A flurry of drone announcements threatens to diminish interest in the DJI Phantom 4. It remains to be seen whether they can compete on quality and stability – but they certainly set a new price point. One of the advantages of being a B&H affiliate is the ability to borrow equipment for review. A trip to Newfoundland seemed to offer the ideal opportunity to try out my first drone, and the Phantom 4 is currently regarded as the best in class.
We drove through Quebec City, stopped at the world’s biggest axe in Nackawic New Brunswick and took the overnight ferry to Newfoundland. On the way to Pike’s Arm we stopped in Norris Point to visit Gros Morne National Park, where I was disappointed to learn that unmanned vehicles are not allowed.
Behind the Scenes
With the assistance of my friend Thom, who has been flying a Phantom 4 for a while, I got some familiarity with the system before I left. Thom shot the footage of the Phantom 4 in the air while we buzzed around Toronto’s Humber Bay Bridge.

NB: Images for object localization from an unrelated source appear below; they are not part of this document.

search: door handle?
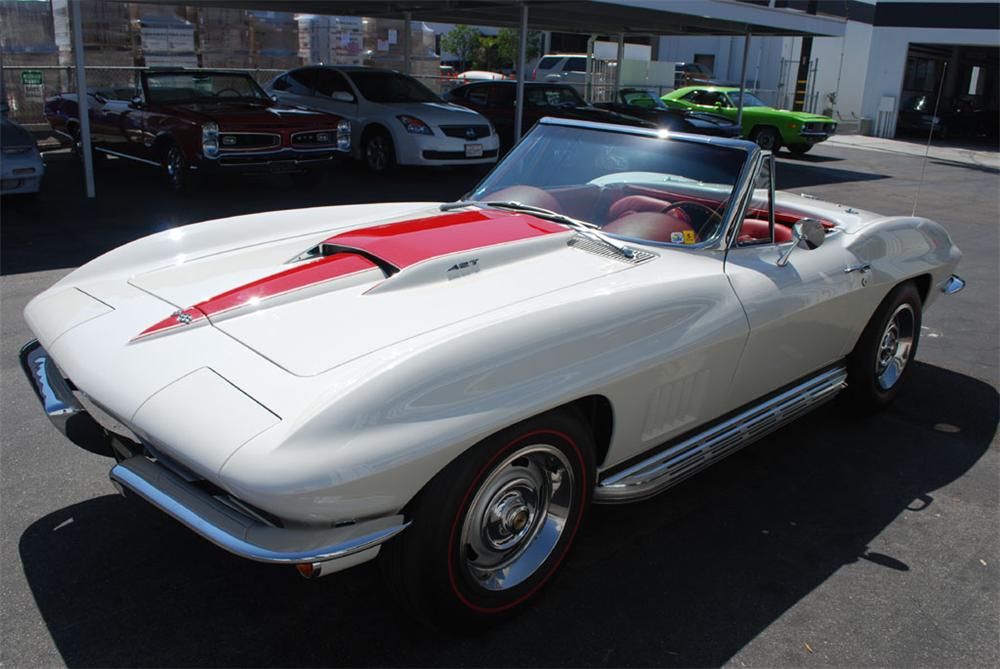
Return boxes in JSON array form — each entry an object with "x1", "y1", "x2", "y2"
[{"x1": 843, "y1": 263, "x2": 871, "y2": 274}]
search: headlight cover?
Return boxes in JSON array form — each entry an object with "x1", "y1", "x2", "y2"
[
  {"x1": 202, "y1": 122, "x2": 219, "y2": 157},
  {"x1": 397, "y1": 115, "x2": 433, "y2": 135}
]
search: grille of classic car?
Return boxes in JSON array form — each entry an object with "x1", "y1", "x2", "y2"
[
  {"x1": 290, "y1": 130, "x2": 339, "y2": 148},
  {"x1": 219, "y1": 133, "x2": 281, "y2": 150},
  {"x1": 439, "y1": 125, "x2": 491, "y2": 139}
]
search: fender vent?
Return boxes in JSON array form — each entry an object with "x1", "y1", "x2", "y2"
[{"x1": 568, "y1": 236, "x2": 655, "y2": 264}]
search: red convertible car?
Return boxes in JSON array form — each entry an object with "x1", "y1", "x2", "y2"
[{"x1": 44, "y1": 70, "x2": 351, "y2": 192}]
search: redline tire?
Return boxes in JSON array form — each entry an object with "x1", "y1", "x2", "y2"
[
  {"x1": 845, "y1": 281, "x2": 922, "y2": 410},
  {"x1": 380, "y1": 408, "x2": 594, "y2": 629}
]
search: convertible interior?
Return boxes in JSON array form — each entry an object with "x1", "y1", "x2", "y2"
[{"x1": 482, "y1": 183, "x2": 831, "y2": 246}]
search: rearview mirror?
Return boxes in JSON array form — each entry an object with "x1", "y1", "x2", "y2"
[
  {"x1": 778, "y1": 218, "x2": 825, "y2": 266},
  {"x1": 330, "y1": 91, "x2": 355, "y2": 103}
]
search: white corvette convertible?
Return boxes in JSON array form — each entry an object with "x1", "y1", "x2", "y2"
[{"x1": 21, "y1": 118, "x2": 964, "y2": 625}]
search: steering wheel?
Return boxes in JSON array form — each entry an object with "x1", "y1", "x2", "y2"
[
  {"x1": 214, "y1": 88, "x2": 241, "y2": 98},
  {"x1": 661, "y1": 201, "x2": 725, "y2": 238}
]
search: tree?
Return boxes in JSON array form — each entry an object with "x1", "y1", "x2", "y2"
[
  {"x1": 495, "y1": 28, "x2": 543, "y2": 70},
  {"x1": 441, "y1": 25, "x2": 481, "y2": 71}
]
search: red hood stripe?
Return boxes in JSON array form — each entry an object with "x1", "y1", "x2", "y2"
[
  {"x1": 322, "y1": 209, "x2": 565, "y2": 268},
  {"x1": 133, "y1": 209, "x2": 564, "y2": 342}
]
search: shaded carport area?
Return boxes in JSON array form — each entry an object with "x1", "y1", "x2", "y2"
[{"x1": 66, "y1": 0, "x2": 846, "y2": 196}]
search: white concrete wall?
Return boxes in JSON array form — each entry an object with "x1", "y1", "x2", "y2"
[{"x1": 808, "y1": 20, "x2": 874, "y2": 121}]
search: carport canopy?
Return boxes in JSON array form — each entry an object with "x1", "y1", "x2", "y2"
[{"x1": 69, "y1": 0, "x2": 846, "y2": 196}]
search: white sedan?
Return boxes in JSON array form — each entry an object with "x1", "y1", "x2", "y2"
[
  {"x1": 268, "y1": 65, "x2": 500, "y2": 173},
  {"x1": 21, "y1": 118, "x2": 964, "y2": 627}
]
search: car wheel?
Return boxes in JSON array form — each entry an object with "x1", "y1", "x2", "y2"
[
  {"x1": 845, "y1": 281, "x2": 922, "y2": 410},
  {"x1": 162, "y1": 143, "x2": 196, "y2": 194},
  {"x1": 788, "y1": 144, "x2": 812, "y2": 156},
  {"x1": 380, "y1": 408, "x2": 594, "y2": 628},
  {"x1": 363, "y1": 129, "x2": 395, "y2": 173},
  {"x1": 751, "y1": 126, "x2": 782, "y2": 152}
]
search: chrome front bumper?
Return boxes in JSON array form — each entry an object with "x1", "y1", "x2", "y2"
[
  {"x1": 110, "y1": 456, "x2": 408, "y2": 566},
  {"x1": 20, "y1": 339, "x2": 409, "y2": 570}
]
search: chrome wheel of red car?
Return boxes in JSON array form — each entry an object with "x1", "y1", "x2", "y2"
[{"x1": 163, "y1": 145, "x2": 188, "y2": 193}]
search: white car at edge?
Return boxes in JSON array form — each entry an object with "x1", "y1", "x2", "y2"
[
  {"x1": 268, "y1": 65, "x2": 500, "y2": 173},
  {"x1": 20, "y1": 117, "x2": 964, "y2": 627}
]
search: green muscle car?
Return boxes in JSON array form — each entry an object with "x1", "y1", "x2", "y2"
[{"x1": 661, "y1": 86, "x2": 837, "y2": 155}]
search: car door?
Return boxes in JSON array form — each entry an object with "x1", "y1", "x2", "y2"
[
  {"x1": 723, "y1": 154, "x2": 872, "y2": 407},
  {"x1": 486, "y1": 84, "x2": 517, "y2": 148}
]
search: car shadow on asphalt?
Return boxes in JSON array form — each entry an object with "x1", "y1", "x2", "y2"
[
  {"x1": 19, "y1": 362, "x2": 997, "y2": 667},
  {"x1": 775, "y1": 160, "x2": 892, "y2": 190}
]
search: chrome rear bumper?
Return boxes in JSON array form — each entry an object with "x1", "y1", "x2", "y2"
[{"x1": 940, "y1": 274, "x2": 966, "y2": 295}]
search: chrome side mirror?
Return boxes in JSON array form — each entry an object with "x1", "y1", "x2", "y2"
[
  {"x1": 130, "y1": 95, "x2": 143, "y2": 107},
  {"x1": 777, "y1": 218, "x2": 825, "y2": 266}
]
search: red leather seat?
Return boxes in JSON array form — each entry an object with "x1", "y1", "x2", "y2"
[
  {"x1": 603, "y1": 211, "x2": 698, "y2": 244},
  {"x1": 738, "y1": 218, "x2": 794, "y2": 244},
  {"x1": 607, "y1": 195, "x2": 673, "y2": 220}
]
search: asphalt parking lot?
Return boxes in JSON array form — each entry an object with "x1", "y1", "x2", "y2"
[{"x1": 2, "y1": 140, "x2": 997, "y2": 667}]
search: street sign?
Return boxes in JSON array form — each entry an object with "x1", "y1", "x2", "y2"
[{"x1": 21, "y1": 70, "x2": 43, "y2": 86}]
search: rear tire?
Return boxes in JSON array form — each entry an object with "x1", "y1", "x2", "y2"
[
  {"x1": 751, "y1": 126, "x2": 782, "y2": 152},
  {"x1": 380, "y1": 408, "x2": 594, "y2": 629},
  {"x1": 845, "y1": 281, "x2": 922, "y2": 410}
]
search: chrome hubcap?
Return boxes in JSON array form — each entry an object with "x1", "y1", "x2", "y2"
[
  {"x1": 875, "y1": 303, "x2": 915, "y2": 390},
  {"x1": 366, "y1": 137, "x2": 386, "y2": 171},
  {"x1": 460, "y1": 444, "x2": 573, "y2": 591},
  {"x1": 166, "y1": 149, "x2": 183, "y2": 187},
  {"x1": 757, "y1": 132, "x2": 775, "y2": 150}
]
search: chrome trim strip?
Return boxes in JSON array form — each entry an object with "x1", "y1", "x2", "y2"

The on-camera scenes were recorded using the Fuji X-T2, and the Phantom 4, which is excellent for selfies even if it is a little noisy. The app screens, recorded from an Asus ZenPhone were recorded using a Sony A6300 with the SEL 30M35 macro lens.
On camera audio recorded with the Rodelink Filmmaker kit, voice over with the Rode NT USB. Edited using Final Cut 10.2.3 on a 5K iMac.